It’s absolutely true that the heavyweight division is as bad as it’s ever been. However, it should also be noted that it’s not nearly as bad as people make it out to be. Here’s why.
First, there are two historically significant heavyweights fighting in it. Both Vitali and Wladimir Klitschko will be remembered as dominant champions who compare quite favorably to any other heavyweights in history.
Despite being sidelined for almost four years by injury, Vitali Klitschko has proven to be one the most dominant forces the division has ever seen. Both his losses are suspect by nature. In 2000, a shoulder injury stopped him against Chris Byrd. In 2003, Lennox Lewis stopped Klitschko on cuts.
In both the outings, Klitschko was well up on the scorecards.

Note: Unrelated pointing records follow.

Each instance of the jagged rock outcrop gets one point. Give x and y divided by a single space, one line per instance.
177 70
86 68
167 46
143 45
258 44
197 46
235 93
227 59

Meanwhile, little brother Wladimir has avoided injury most of his career and become one of the longest reigning heavyweight champions in history. Moreover, his 60-3 record puts him in rare company among the pantheon of heavyweight greats.
Next, the heavyweight division has been historically great perhaps twice in its 121-year Marquess de Queensbury existence. Muhammad Ali, Joe Frazier and George Foreman led the pack in the 1970s to carry the age into prominence, while Evander Holyfield, Mike Tyson and Lennox Lewis did the same for the 1990s.
Otherwise, the heavyweight division of today is fairly comparable. Jack Dempsey defended his heavyweight crown just five times during his seven-year reign, and much of Joe Louis’ 25 title defenses were done against what the boxing press dubbed the “Bum-of-the-Month Club.”